In contrast to traditional mass media, the internet allows for interactivity between the media publisher and the media consumer. Thus, when an internet advertisement is displayed to a web viewer, the internet advertisement may include a link that points to another web site where the web viewer may obtain additional information about the advertised product or service. Thus, a web viewer may ‘click’ on an internet advertisement and be directed to that web site containing the additional information on the advertised product or service. When a web viewer selects an advertisement, this is known as a ‘click through’ since the web viewer ‘clicks through’ the advertisement to see the advertiser's web site.
A click-through clearly has value to the advertiser since an interested web viewer has indicated a desire to see the advertiser's web site. Thus, an entity wishing to advertise on the internet may wish to pay for such click-through events instead of paying for displayed internet advertisements. Many Internet advertising services have therefore been offering internet advertising wherein advertisers only pay for web viewers that click on the web based advertisements. This type of advertising model is often referred to as the “pay-per-click” advertising model since the advertisers only pay when a web viewer clicks on an advertisement.

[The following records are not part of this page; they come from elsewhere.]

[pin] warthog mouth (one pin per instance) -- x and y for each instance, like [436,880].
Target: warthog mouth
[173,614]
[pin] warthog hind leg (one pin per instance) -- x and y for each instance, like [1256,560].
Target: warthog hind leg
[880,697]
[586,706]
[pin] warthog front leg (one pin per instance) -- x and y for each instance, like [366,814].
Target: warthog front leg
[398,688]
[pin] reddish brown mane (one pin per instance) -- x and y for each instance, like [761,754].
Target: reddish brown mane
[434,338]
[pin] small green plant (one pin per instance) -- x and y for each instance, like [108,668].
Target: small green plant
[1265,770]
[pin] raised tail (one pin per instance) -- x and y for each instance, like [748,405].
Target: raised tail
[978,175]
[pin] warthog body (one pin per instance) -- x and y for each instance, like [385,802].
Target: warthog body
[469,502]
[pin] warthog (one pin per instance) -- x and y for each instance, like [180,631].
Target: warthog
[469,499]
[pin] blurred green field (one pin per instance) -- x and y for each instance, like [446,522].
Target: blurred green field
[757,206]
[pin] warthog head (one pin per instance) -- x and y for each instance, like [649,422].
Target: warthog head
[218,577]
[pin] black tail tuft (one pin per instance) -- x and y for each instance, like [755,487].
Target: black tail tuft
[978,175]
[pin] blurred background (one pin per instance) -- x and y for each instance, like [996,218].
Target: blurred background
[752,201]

With such pay-per-click advertising models, internet advertising services must display advertisements that are most likely to capture the interest of the web viewer to maximize the advertising fees that may be charged. In order to achieve this goal, it would be desirable to be able to selecting advertisements that most closely match the context that the advertising is being displayed within. In other words, the selected advertisement should be relevant to the surrounding content. Thus, advertisements are often placed in contests that match the product at a topical level. For example, an advertisement for running shoes may be placed on a sport news page. Simple information retrieval systems have been designed to capture such “relevance.” Examples of such information retrieval systems can be found in the book “Modern Information Retrieval” by Baeza-Yates, R. and Ribeiro-Neto, B. A., ACM Press/Addison-Wesley, 1999.

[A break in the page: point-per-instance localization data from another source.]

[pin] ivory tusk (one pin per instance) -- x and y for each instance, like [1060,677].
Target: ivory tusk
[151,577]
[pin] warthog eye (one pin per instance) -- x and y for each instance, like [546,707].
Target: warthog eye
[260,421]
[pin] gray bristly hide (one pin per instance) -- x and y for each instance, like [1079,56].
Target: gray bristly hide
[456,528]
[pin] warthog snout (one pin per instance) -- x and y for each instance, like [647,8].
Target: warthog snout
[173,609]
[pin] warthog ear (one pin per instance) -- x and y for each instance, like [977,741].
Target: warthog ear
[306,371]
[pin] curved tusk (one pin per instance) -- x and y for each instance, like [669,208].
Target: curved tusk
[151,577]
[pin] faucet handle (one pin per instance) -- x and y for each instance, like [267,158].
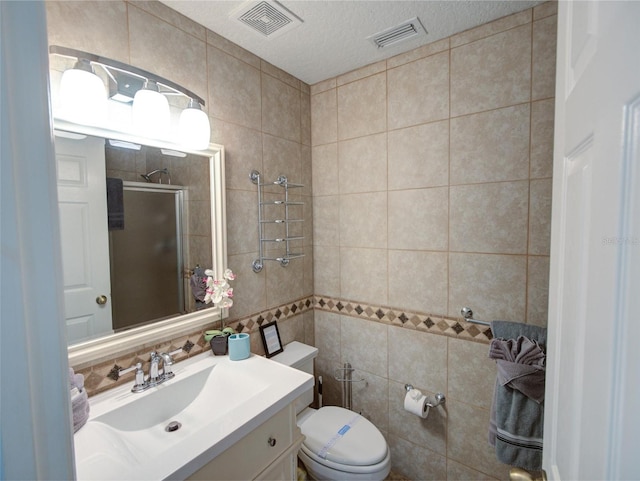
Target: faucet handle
[167,359]
[139,385]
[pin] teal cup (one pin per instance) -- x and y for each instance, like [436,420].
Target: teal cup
[239,347]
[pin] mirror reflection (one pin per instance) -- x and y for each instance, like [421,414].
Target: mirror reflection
[135,224]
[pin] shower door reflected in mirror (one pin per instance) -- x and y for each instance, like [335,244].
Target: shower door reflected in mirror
[146,256]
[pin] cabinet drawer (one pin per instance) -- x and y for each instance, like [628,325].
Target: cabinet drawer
[253,453]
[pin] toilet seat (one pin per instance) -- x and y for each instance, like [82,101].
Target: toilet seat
[343,440]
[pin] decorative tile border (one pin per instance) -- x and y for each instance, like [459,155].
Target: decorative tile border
[445,326]
[104,376]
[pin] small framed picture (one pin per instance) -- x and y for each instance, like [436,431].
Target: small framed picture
[271,339]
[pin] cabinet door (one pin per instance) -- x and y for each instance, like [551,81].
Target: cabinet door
[254,453]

However, advertisements are not placed on the basis of topical relevance alone. For example, an advertisement for running shoes might be appropriate and effective on a web page comparing MP3 players since running shoes and MP3 players share a target audience, namely recreational runners. Thus, although MP3 players and running shoes are very different topics (and may share no common vocabulary) MP3 players and running shoes are very closely linked on an advertising basis. Conversely, there may be advertisements that are very topically similar to a potential Web page but cannot be placed in that web page because they are inappropriate. For example, it would be inappropriate to put an advertisement for a particular product in the web page of that product's direct competitor.
Furthermore, the language of advertising is rich and complex. For example, the phrase “I can't believe it's not butter!” implies at once that butter is the gold standard, and that this product is indistinguishable from butter. Understanding advertisement involves inference processes which can be quite sophisticated and well beyond what traditional information retrieval systems are designed to cope with. Due to these difficulties, it would be desirable to have systems that extend beyond simple concepts of relevance handled by existing information retrieval systems.